BPBNet - Githubissues

GanyongMo commented 8 months ago

Hello Henry,

I am confused the model training for the BPBNet, do you have any idea coming out according to the following issues what I met?

I followed the command: _python3.6 train_BPXnet.py --X_is 'B' --slp 'mixedreal' --train_onlybetanet it rose the error: _File "../lib_py/tensorprep_lib_bp.py", line 151, in prep_reconstruction_gt x[im_ct, start_map_idx, :, :] = dat['mesh_depth'][entry].astype(np.float32) KeyError: 'mesh_depth'_ also, I skipped the first step, continue the second and the third step, then followed the fourth step for the BPBNet, _python train_BPXnet.py --Xis 'B' --mod 2 --slp 'mixedreal' --v2v it rose the error: _File "../lib_py/tensorprep_lib_bp.py", line 170, in prep_reconstruction_input_est x[im_ct, start_map_idx, :, :] = dat['pimg_est'][entry].astype(np.float32) KeyError: 'pimg_est'_

I found the program read the dataset correctly, but idk what I missed... Is it necessary to get the BodyPressureSD addendum dataset (148G) to setup the training for BPBNet?

Thanks in advance.

Best Regards, Ganyong

henryclever commented 7 months ago

Hi Ganyong,

I'll have to try this again and repro your issue to see - I haven't looked at this code in some time and don't have enough information to know exactly what is causing it. The steps should work out of the box if you have the data downloaded in the correct folder. Are you sure you downloaded all the data (except the addendum)?

You definitely don't need the addendum dataset for training this.

Did you try it with --X_is 'W'? if so did that work?

GanyongMo commented 7 months ago

Hi Ganyong,

I'll have to try this again and repro your issue to see - I haven't looked at this code in some time and don't have enough information to know exactly what is causing it. The steps should work out of the box if you have the data downloaded in the correct folder. Are you sure you downloaded all the data (except the addendum)?

You definitely don't need the addendum dataset for training this.

Did you try it with --X_is 'W'? if so did that work?

Hi Henry,

So glad to hear from you!!

Yes, I already download all the data (except the addendum, that is why I asked if I need it to implement the basic training processes both black-box NN and white-box NN, this dataset is too large, I am afraid it is impossible for downloading it in my case, but now it is clear for me)

I am trying to train with --X is 'W' now, in the 2/4 step, I would update the information here once implemented.

For the problem I met previously (--X is 'B'), I am sure the dataset has corresponding 'mesh_depth' and 'pimg_est', but when the function calls the dataset, it shows missing these two keys.

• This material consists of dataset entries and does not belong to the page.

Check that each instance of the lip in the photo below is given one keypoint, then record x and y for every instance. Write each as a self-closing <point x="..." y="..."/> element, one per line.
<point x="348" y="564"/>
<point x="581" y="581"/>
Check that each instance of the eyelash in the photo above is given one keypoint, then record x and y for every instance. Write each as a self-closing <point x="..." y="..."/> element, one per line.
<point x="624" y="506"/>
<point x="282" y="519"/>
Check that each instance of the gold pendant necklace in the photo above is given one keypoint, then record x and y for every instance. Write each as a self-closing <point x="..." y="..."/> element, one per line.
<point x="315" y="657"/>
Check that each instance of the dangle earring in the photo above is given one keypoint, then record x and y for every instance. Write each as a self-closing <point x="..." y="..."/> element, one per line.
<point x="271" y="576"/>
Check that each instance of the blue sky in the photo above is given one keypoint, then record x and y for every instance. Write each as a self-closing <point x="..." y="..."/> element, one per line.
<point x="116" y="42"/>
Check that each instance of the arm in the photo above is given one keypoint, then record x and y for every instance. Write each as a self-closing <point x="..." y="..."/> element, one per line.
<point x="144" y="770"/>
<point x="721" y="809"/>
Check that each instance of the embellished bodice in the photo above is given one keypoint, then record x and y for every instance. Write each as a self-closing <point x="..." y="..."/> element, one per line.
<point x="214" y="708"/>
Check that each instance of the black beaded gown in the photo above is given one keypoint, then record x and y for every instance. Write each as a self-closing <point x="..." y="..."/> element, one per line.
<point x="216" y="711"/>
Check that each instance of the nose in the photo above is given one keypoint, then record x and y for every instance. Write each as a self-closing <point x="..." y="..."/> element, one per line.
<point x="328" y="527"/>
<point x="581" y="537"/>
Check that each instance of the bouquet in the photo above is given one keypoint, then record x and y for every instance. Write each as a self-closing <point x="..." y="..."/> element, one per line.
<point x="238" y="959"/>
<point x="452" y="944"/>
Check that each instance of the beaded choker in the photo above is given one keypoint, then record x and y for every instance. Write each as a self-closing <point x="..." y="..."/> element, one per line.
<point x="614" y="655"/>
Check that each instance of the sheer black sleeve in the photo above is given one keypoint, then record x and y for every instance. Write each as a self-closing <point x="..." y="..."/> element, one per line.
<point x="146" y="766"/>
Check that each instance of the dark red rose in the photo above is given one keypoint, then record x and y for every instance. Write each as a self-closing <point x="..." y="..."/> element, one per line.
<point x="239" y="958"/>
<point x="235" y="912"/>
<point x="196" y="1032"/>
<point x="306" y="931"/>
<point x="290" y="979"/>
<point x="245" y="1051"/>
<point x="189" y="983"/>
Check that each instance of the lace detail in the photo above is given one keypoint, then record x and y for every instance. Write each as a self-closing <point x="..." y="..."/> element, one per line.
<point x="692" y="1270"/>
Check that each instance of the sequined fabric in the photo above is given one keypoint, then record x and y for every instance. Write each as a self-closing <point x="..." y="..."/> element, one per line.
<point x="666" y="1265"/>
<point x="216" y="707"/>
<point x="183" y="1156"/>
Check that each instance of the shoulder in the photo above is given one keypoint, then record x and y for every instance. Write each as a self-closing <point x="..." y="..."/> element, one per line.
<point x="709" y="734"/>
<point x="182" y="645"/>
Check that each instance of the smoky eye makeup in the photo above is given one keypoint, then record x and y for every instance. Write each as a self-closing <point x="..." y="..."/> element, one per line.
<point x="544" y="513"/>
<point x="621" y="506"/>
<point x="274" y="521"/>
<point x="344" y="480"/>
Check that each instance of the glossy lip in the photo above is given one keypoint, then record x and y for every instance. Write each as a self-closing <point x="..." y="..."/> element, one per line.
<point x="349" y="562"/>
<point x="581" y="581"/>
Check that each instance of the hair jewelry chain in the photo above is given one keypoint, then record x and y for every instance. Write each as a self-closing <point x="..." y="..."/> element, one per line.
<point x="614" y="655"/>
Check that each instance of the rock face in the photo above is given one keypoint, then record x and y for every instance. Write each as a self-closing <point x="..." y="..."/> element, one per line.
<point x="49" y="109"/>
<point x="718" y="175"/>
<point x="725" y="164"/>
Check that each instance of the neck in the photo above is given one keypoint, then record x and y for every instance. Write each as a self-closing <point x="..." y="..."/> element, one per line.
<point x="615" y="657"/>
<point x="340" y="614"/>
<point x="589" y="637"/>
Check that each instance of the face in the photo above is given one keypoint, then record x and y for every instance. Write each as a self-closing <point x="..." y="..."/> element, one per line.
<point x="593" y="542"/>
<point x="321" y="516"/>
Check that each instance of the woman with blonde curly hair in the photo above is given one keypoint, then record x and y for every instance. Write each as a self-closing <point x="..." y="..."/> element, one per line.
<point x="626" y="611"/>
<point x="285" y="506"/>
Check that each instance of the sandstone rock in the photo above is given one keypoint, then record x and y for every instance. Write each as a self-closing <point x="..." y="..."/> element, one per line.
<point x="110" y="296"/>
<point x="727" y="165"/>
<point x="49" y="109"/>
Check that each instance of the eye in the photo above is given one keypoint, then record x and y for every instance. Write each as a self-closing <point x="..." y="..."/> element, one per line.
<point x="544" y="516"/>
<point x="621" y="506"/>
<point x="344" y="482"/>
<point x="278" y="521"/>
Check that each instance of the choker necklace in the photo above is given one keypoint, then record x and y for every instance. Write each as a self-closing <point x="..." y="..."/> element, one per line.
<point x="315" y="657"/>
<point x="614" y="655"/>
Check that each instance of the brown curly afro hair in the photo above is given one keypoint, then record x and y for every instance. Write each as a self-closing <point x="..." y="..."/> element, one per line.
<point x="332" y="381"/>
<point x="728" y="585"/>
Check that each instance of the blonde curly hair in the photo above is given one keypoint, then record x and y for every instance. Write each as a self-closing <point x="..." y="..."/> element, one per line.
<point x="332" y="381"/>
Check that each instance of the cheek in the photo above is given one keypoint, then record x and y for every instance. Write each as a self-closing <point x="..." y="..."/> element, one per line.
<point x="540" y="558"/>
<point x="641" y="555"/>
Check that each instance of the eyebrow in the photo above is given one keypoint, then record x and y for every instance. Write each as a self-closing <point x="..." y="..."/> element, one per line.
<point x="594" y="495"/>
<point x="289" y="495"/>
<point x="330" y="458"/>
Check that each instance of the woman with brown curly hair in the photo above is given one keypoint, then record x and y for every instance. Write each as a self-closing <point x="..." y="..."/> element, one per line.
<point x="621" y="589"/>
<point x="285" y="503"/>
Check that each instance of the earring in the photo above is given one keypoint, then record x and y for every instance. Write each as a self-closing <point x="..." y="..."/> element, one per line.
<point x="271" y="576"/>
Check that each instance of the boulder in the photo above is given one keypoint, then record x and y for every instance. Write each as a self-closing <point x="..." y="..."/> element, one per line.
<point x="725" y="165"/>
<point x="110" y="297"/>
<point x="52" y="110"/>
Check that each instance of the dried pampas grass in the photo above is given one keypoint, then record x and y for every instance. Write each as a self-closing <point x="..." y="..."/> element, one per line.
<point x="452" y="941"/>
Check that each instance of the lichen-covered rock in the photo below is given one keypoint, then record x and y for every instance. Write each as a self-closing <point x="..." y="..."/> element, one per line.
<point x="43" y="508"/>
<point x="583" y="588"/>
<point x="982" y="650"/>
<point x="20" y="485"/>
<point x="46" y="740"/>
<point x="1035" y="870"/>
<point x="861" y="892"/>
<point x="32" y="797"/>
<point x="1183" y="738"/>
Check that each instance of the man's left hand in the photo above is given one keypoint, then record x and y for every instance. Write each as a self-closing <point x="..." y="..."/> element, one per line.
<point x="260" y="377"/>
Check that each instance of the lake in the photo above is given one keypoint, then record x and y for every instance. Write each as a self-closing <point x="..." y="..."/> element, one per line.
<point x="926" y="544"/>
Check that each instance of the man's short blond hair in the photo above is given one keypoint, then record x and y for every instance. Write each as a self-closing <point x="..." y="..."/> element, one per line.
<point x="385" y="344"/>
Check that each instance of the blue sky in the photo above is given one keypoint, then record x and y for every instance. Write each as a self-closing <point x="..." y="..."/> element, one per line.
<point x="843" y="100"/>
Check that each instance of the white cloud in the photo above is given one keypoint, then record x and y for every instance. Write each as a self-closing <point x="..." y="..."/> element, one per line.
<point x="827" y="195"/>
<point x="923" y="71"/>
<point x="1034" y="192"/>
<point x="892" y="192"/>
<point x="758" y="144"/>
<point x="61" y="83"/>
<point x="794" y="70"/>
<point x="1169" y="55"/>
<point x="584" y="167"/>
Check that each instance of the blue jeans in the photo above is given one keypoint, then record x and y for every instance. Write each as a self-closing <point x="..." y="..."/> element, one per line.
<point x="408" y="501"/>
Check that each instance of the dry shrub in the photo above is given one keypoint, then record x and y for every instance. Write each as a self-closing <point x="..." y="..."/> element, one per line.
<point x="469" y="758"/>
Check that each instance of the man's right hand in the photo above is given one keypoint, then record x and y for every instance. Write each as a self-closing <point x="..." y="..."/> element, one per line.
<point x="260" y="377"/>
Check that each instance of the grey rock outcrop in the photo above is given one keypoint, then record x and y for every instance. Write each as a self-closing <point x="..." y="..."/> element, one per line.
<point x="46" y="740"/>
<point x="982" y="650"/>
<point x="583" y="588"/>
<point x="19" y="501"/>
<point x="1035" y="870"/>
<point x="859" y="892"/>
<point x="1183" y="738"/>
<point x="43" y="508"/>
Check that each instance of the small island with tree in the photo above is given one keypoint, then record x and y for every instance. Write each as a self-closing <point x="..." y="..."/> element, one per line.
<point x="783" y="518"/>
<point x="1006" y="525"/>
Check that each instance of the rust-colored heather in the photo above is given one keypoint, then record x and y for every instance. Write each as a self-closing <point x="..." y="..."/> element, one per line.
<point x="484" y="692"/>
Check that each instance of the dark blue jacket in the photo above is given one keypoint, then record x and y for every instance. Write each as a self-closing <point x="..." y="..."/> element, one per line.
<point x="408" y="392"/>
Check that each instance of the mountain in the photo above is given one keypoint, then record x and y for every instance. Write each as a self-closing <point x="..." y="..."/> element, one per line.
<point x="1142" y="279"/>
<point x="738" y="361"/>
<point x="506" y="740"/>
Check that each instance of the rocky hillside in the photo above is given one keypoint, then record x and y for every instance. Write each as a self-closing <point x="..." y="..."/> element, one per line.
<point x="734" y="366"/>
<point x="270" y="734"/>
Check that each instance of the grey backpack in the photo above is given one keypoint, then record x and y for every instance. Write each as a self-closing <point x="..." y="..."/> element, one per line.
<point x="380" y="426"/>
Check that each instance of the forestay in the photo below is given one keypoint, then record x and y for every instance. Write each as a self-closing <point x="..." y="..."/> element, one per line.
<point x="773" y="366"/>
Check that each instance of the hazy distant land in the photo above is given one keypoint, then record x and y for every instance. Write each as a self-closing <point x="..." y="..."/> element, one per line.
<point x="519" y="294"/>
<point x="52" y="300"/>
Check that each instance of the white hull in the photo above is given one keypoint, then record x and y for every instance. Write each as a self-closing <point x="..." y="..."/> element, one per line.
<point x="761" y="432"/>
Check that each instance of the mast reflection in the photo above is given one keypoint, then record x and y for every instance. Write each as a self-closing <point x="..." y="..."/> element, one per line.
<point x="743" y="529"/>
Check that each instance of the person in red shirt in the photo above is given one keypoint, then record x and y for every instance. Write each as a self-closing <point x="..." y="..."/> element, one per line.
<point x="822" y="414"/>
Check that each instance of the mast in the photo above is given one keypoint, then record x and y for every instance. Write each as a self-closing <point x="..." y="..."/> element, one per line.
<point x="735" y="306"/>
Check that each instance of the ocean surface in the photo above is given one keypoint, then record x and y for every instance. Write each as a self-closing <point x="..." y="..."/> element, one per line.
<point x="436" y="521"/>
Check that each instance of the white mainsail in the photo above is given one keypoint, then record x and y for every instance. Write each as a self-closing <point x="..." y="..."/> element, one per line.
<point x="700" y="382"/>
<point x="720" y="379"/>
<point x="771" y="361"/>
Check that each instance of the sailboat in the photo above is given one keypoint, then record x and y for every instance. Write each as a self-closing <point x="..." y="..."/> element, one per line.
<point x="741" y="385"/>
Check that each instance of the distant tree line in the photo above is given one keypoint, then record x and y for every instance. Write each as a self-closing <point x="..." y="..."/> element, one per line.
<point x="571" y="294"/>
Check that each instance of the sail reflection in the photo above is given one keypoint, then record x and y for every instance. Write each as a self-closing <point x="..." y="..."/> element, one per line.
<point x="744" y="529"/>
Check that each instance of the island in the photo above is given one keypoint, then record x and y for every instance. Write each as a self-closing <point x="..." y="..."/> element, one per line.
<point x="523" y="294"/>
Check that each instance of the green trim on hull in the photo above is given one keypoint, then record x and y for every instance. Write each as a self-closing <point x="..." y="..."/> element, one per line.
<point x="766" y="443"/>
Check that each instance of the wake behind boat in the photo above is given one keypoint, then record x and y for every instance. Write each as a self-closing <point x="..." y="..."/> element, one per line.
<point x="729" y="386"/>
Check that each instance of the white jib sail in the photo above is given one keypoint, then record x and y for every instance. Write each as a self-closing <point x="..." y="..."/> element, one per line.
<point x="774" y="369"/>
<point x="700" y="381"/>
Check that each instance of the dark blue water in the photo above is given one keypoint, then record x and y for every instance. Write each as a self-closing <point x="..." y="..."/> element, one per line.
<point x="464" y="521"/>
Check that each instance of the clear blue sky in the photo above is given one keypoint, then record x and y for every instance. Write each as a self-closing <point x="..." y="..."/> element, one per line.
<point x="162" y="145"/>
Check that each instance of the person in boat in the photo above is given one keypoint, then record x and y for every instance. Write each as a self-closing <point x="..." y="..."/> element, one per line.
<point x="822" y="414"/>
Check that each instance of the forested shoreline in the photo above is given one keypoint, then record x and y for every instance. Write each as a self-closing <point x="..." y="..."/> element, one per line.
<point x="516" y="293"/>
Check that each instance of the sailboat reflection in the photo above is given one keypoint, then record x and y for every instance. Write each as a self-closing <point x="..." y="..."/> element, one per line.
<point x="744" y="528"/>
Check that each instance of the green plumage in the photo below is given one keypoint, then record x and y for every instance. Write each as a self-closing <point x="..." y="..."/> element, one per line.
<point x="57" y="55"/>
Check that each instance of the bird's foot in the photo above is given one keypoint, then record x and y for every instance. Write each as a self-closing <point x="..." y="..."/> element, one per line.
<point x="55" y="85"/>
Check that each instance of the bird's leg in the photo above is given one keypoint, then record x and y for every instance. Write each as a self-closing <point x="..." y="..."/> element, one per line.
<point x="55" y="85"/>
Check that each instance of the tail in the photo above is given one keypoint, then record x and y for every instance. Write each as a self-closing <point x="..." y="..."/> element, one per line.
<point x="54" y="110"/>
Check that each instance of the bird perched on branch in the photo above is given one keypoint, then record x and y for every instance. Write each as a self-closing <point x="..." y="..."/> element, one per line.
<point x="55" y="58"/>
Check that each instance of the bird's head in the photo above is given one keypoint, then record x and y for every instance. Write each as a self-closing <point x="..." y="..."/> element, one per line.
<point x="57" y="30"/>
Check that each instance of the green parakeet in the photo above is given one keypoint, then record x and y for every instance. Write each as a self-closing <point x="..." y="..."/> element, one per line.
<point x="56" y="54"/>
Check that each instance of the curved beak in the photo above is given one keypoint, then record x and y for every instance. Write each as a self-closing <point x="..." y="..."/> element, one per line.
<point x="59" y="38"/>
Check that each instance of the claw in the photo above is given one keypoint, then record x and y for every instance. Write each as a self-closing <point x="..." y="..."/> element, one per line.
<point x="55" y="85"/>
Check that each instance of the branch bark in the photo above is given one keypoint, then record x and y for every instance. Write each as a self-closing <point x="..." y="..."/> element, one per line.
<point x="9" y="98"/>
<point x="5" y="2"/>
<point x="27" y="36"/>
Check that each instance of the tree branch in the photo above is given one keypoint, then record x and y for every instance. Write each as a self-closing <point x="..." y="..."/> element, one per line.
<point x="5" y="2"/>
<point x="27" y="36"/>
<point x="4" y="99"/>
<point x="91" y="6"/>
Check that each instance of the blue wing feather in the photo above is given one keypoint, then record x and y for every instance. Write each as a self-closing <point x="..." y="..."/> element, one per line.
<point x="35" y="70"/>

By the way, it is a little bit suffering to check the codes (time-comsuming) because the VSCode cannot run the debugger with python==3.6 (for the moment the VSCode just supports python3.8 or higher version), do you have any idea for it? (if time allowed, I would like to try to configure the environment in python3.8 for the code running correctly).

Anyway, let's keep in touch.

Best Regards, Ganyong

GanyongMo commented 7 months ago

By the way, it is a little bit suffering to check the codes (time-comsuming) because the VSCode cannot run the debugger with python==3.6 (for the moment the VSCode just supports python3.8 or higher version), do you have any idea for it? (if time allowed, I would like to try to configure the environment in python3.8 for the code running correctly).

This problem I have solved, we need to configure the debugger environment appropriately.

Did you try it with --X_is 'W'? if so did that work?

it is working for me; I would try again to figure out what is the problem of the case "--X_is 'B' ". thank you so much!

Best Regards, Ganyong

henryclever commented 7 months ago

Ah! Glad you got the problem solved with the debugger and envt.

I'm glad the --X_is 'W' is working. Please let me know if you have this issue again with -X_is 'B'! If it is a bug in the code I will make sure it gets fixed for you as soon as possible.

-Henry

GanyongMo commented 7 months ago

Please let me know if you have this issue again with -X_is 'B'! If it is a bug in the code I will make sure it gets fixed for you as soon as possible.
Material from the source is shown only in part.